One tenet of Pig’s philosophy is that Pig allows users to integrate their own code with Pig wherever possible (see Pig Philosophy). The most obvious way Pig does that is through its UDFs. But it also allows you to directly integrate other executables and MapReduce jobs.
To specify an executable that you want to insert into your
data flow, use stream
. You may want to do this when you
have a legacy program that you do not want to modify or are unable to
change. You can also use stream
when you have a program you
use frequently, or one you have tested on small data sets and now want
to apply to a large data set. Let’s look at an example where you have a
Perl program highdiv.pl that
filters out all stocks with a dividend below $1.00:
-- streamsimple.pig divs = load 'NYSE_dividends' as (exchange, symbol, date, dividends); highdivs = stream divs through `highdiv.pl` as (exchange, symbol, date, dividends);
Notice the as
clause in the stream
command.
This is not required. But Pig has no idea what the executable will
return, so if you do not provide the as
clause, the
relation highdivs
will have no
schema.
The executable highdiv.pl is invoked once on every map or reduce task. It is not invoked once per record. Pig instantiates the executable and keeps feeding data to it via stdin. It also keeps checking stdout, passing any results to the next operator in your data flow. The executable can choose whether to produce an output for every input, only every so many inputs, or only after all inputs have been received.

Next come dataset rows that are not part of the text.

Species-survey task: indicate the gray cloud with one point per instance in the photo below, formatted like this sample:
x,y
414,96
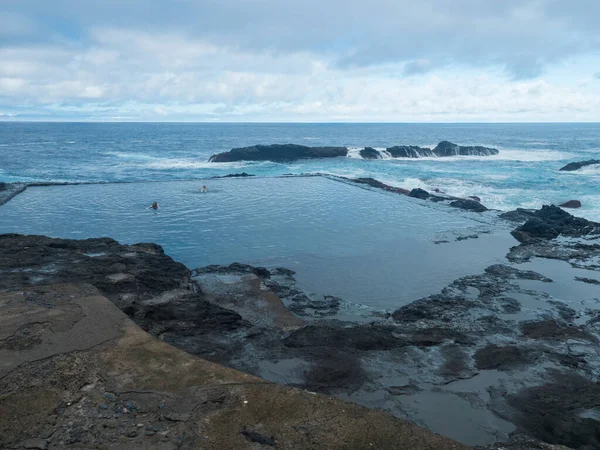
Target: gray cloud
x,y
524,36
265,59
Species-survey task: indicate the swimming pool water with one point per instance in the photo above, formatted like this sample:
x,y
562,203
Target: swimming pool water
x,y
365,246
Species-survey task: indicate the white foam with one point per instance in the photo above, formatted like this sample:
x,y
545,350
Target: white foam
x,y
503,155
191,164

The preceding example assumes that you already
have highdiv.pl installed on your
grid, and that it is runnable from the working directory on the task
machines. If that is not the case, which it usually will not be, you can
ship the executable to the grid. To do this, use a define
statement:
--streamship.pig define hd `highdiv.pl` ship('highdiv.pl'); divs = load 'NYSE_dividends' as (exchange, symbol, date, dividends); highdivs = stream divs through hd as (exchange, symbol, date, dividends);
This define
does two things. First,
it defines the executable that will be used. Now in stream
we refer to highdiv.pl by the alias
we gave it, hp
, rather than referring
to it directly. Second, it tells Pig to pick up the file ./highdiv.pl and ship it to Hadoop as part of
this job. This file will be picked up from the specified location on the
machine where you launch the job. It will be placed in the working
directory of the task on the task machines. So, the command you pass to
stream
must refer to it relative to the current working
directory, not via an absolute path. If your executable depends on other
modules or files, they can be specified as part of the ship
clause as well. For example, if
highdiv.pl depends on a Perl module
called Financial.pm, you can send
them both to the task machines:
define hd `highdiv.pl` ship('highdiv.pl', 'Financial.pm'); divs = load 'NYSE_dividends' as (exchange, symbol, date, dividends); highdivs = stream divs through hd as (exchange, symbol, date, dividends);
Many scripting languages assume certain paths
for modules based on their hierarchy. For example, Perl expects to find
a module Acme::Financial
in Acme/Financial.pm. However, the
ship
clause always puts files in your current working
directory, and it does not take directories, so you could not ship
Acme. The workaround for this is to create a TAR
file and ship that, and then have a step in your executable that
unbundles the TAR file. You then need to set your module include path
(for Perl, -I
or the PERLLIB
environment
variables) to contain .
(dot).
ship
moves files into the grid from
the machine where you are launching your job. But sometimes the file you
want is already in the grid. If you have a grid file that will be
accessed by every map or reduce task in your job, the proper way to
access it is via the distributed cache. The distributed cache is a mechanism Hadoop provides to
share files. It reduces the load on HDFS by preloading the file to the
local disk on the machine that will be executing the task. You can use
the distributed cache for your executable by using the cache
clause in
define
:
crawl = load 'webcrawl' as (url, pageid); normalized = foreach crawl generate normalize(url); define blc `blacklistchecker.py` cache('/data/shared/badurls#badurls'); goodurls = stream normalized through blc as (url, pageid);
The string before the #
is
the path on HDFS, in this case, /data/shared/badurls. The string after the
#
is the name of the file as viewed by the
executable. So, Hadoop will put a copy of /data/shared/badurls into the task’s working
directory and call it badurls.
So far we have assumed that your executable
takes data on stdin and writes it
to stdout. This might not work,
depending on your executable. If your executable needs a file to read
from, write to, or both, you can specify that with the input
and output
clauses in the define
command. Continuing with our previous example, let’s say that blacklistchecker.py expects to read its input
from a file specified by -i
on its
command line and write to a file specified by -o
:
crawl = load 'webcrawl' as (url, pageid); normalized = foreach crawl generate normalize(url); define blc `blacklistchecker.py -i urls -o good` input('urls') output('good'); goodurls = stream normalized through blc as (url, pageid);
Again, file locations are specified from the working directory on the task machines. In this example, Pig will write out all the input for a given task for blacklistchecker.py to urls, then invoke the executable, and then read good to get the results. Again, the executable will be invoked only once per map or reduce task, so Pig will first write out all the input to the file.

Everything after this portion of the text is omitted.